Aminetou Mokhtar, présidente AFCF à l’Eveil Hebdo : « Le procès du meurtrier de Khadjetou Sow était une mascarade »

Aminetou Mokhtar, présidente AFCF à l’Eveil Hebdo : L’EVEIL Hebdo : La Cour Criminelle du tribunal régional du Trarza vient de condamner Adama Ba à la peine de mort pour avoir tué avec préméditation Khadjetou Oumar Sow, en mars dernier, aux alentours de Tiguent. Quelle appréciation faîtes-vous de cette sentence ?

Aminetou Mint Mokhtar : Merci de m’avoir donné l’occasion de m’exprimer sur la question.Nous avons suivi l’assassinat perpétré contre Khadjetou Sow dès le début. Il y a eu, je le rappelle, une première enquête à Nouakchott qui avait révélé l’implication de d’autres personnes dans le dossier avant même la découverte du corps de la jeune fille.

Finalement, avec la poursuite de l’enquête, il y a eu l’interrogatoire par la police de certaines personnes : le propriétaire de la voiture et le responsable de l’ONG. Au final, il y a eu l’aveu du meurtrier qui a reconnu, après un interrogatoire musclé le meurtre de la jeune femme Khadjetou Oumar Sow. Le meurtrier(ndlr Adama Ba) a montré aux enquêteurs le lieu où il avait jeté le corps.Il y a eu par la suite une deuxième enquête faite par la police et puis après la gendarmerie de Tiguent.

Ces différentes enquêtes ont révélé que Khadjetou Sow a été étranglée à l’aide de son foulard que son corps a été jeté dans un endroit situé à 2 km de Tiguent.Par la suite,le présumé meurtrier Adama Ba a été déposé en prison à Rosso.On s’attendait à ce que le dossier soit complété avec l’incorporation de l’enquête préliminaire menée à Nouakchott par la police ainsi que celle des limiers et pandore de Tiguent.ça n’a pas été apparemment le cas.

On a tenu seulement compte de l’enquête faite par les magistrats et les policiers de Tiguent.On s’attendait aussi à ce qu’il y ait une instruction avant le jugement. Généralement, on procède de la sorte avant tout jugement. Les avocats devraient être également associés à toute instruction dont nous ignorons si elle a eu lieu ou si elle a été faite par le magistrat sans la présence des avocats.En tout cas cette affaire reste entourée de nombreuses zones d’ombres.

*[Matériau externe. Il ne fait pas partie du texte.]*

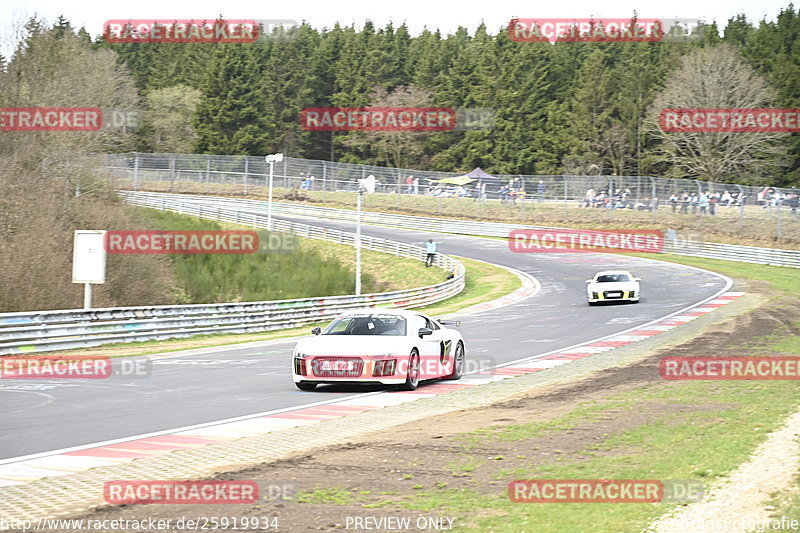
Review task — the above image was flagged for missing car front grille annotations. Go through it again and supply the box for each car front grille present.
[311,357,364,378]
[603,291,625,300]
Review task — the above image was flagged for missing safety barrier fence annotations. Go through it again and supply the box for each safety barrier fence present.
[0,194,465,355]
[106,152,791,208]
[120,192,800,268]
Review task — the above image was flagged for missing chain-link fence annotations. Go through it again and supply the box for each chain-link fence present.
[107,153,800,245]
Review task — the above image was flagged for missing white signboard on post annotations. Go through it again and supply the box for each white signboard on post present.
[72,229,106,309]
[72,229,106,283]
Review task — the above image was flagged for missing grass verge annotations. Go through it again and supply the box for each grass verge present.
[290,254,800,533]
[43,254,522,357]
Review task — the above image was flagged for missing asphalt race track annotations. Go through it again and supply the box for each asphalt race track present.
[0,204,727,462]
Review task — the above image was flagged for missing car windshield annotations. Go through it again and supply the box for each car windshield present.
[322,314,406,335]
[597,274,631,283]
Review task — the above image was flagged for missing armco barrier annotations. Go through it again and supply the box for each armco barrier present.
[0,195,465,355]
[122,191,800,268]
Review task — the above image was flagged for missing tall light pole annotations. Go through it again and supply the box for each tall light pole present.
[356,174,375,296]
[264,154,283,231]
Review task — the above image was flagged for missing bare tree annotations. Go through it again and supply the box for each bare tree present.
[590,124,633,176]
[343,85,431,168]
[646,45,789,183]
[142,85,202,153]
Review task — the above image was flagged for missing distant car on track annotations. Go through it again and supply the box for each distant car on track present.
[586,270,641,305]
[292,309,465,390]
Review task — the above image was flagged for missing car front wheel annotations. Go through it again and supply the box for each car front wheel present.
[400,348,419,390]
[444,341,465,380]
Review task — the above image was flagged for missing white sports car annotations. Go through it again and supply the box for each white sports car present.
[292,309,464,390]
[586,270,641,305]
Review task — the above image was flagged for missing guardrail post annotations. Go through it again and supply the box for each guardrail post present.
[133,152,139,191]
[322,161,328,202]
[242,156,250,196]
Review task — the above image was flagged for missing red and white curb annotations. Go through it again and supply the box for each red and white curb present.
[0,292,744,487]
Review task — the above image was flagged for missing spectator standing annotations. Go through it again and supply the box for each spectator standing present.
[425,239,436,267]
[681,191,691,215]
[697,192,708,215]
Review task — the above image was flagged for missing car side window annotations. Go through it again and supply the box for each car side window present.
[423,317,441,331]
[408,315,428,335]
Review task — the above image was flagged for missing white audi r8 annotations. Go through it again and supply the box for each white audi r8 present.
[586,270,641,305]
[292,309,465,390]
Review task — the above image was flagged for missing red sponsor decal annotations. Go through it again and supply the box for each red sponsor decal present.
[105,230,259,254]
[103,19,261,44]
[658,356,800,380]
[300,107,457,131]
[295,354,484,380]
[508,229,664,253]
[0,355,112,379]
[658,107,800,133]
[508,479,664,503]
[103,481,258,505]
[0,107,103,131]
[508,18,664,43]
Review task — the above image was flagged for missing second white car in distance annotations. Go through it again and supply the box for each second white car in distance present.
[292,309,465,390]
[586,270,641,305]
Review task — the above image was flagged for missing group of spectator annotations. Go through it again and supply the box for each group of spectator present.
[756,187,800,214]
[300,174,314,191]
[406,176,419,194]
[669,190,747,216]
[581,189,658,211]
[581,187,800,216]
[428,185,470,198]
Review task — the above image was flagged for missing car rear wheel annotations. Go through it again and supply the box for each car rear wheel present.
[400,348,419,390]
[444,341,465,380]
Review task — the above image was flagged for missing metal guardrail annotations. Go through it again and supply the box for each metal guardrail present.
[0,194,466,355]
[126,192,800,268]
[106,152,793,206]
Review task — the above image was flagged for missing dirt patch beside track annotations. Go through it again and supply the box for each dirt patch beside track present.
[61,282,800,531]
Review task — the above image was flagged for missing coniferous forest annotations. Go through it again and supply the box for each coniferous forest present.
[1,4,800,186]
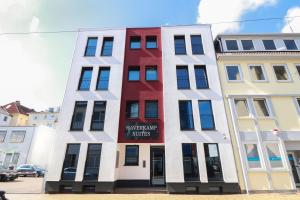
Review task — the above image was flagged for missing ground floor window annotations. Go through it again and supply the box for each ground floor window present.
[83,144,101,181]
[204,144,223,181]
[61,144,80,180]
[182,143,199,181]
[125,145,139,166]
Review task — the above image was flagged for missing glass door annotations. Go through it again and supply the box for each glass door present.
[150,147,165,186]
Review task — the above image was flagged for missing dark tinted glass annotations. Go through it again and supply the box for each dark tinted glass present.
[61,144,80,180]
[176,66,190,89]
[263,40,276,50]
[283,40,298,50]
[130,36,141,49]
[191,35,204,54]
[174,36,186,55]
[84,38,98,56]
[145,101,158,118]
[70,101,87,131]
[146,66,158,81]
[91,101,106,131]
[182,144,199,181]
[78,67,93,90]
[146,36,157,49]
[83,144,101,181]
[128,67,140,81]
[195,66,208,89]
[125,145,139,165]
[97,67,110,90]
[101,37,114,56]
[204,144,223,181]
[242,40,254,50]
[126,101,139,118]
[179,101,194,130]
[198,100,215,130]
[226,40,239,51]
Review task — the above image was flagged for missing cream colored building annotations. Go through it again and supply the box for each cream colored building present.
[215,34,300,192]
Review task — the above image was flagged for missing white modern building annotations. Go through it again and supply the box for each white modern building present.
[162,25,240,193]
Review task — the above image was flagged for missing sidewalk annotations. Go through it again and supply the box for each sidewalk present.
[7,193,300,200]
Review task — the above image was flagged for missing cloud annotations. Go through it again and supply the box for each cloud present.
[197,0,277,36]
[29,16,40,32]
[281,6,300,33]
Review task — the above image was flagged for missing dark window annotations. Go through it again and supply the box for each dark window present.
[283,40,298,50]
[182,143,199,181]
[198,100,215,130]
[126,101,139,118]
[296,65,300,76]
[226,40,239,51]
[71,101,87,131]
[195,66,208,89]
[83,144,101,181]
[179,101,194,130]
[174,35,186,55]
[125,145,139,166]
[78,67,93,90]
[128,67,140,81]
[263,40,276,50]
[146,66,158,81]
[146,36,157,49]
[130,36,141,49]
[101,37,114,56]
[176,66,190,89]
[145,101,158,118]
[204,144,223,181]
[96,67,110,90]
[242,40,254,50]
[61,144,80,180]
[84,38,98,56]
[191,35,204,54]
[91,101,106,131]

Le deuxième vice de forme que nous constatons est l’absence du juge titulaire seul habilité à programmer et organiser le procès. Il était en congé. Et en matière judiciaire seul le juge titulaire est habilité à programmer un procès surtout de ce genre. Quand nous sollicitons la programmation, au profit des victimes (de viol et de mariage précoce) à Rosso et même à Nouakchott, on nous a toujours fait savoir que tant que le juge titulaire n’est pas présent, on ne peut pas programmer les procès.

Or le procès de Rosso a été organisé par des gens venus de Nouakchott procédant à un jugement hâtif .ça nous parait ne peut être clair .Le troisième aspect qui me parait très douteux : Quand il y a meurtre ,lors de l’ enquête préliminaire, on doit prélever les empreintes du meurtrier sur le foulard de la jeune femme avec lequel elle a été étranglée.ça n’a pas été effectué, ni même présentée .Et même si ça été fait, on a dû le garder ailleurs. Il y a les « jal jali »(perles portées par les femmes autour de leurs reins) de feu Khadjetou qui peuvent contenir des empreintes du meurtrier. La même chose pour ses bracelets. Ce sont des éléments matériels qui ont été ignorés durant le procès.

Autre anomalie : Je n’ai jamais vu de par mon expérience dans les dédales de la justice un véhicule qui a servi au transport du corps d’une victime ne peut pas être immobilisé .Ça laisse un énorme point d’interrogation. D’autre part, le jour du procès, le meurtrier déclare avoir retiré auprès de l’agence Société générale de Rosso, un montant de 500.000 MRO pour donner à Khadjetou Oumar Sow pour les besoins de sa grand-mère. Ce fait n’a pas attiré l’attention ni du procureur de la République, ni du président du tribunal .Normalement, on aurait dû suspendre l’audience et vérifier cette information auprès de l’agence.

C’est étrange qu’aucune vérification n’a été faite. Lorsqu’il a tenté de citer les noms de deux individus, il est stoppé net par le juge qui lui intima l’ordre de se taire.Pourquoi le juge n’a pas laissé Adama développer le fond de sa pensée ?Pourquoi l’évocation de ces gens est-il tabou ? Aussi,le jugement s’est effectué sans la présence des autres acteurs incriminés au départ par le meurtrier.Ils avaient été interrogés lors de l’enquête préliminaire à Nouakchott.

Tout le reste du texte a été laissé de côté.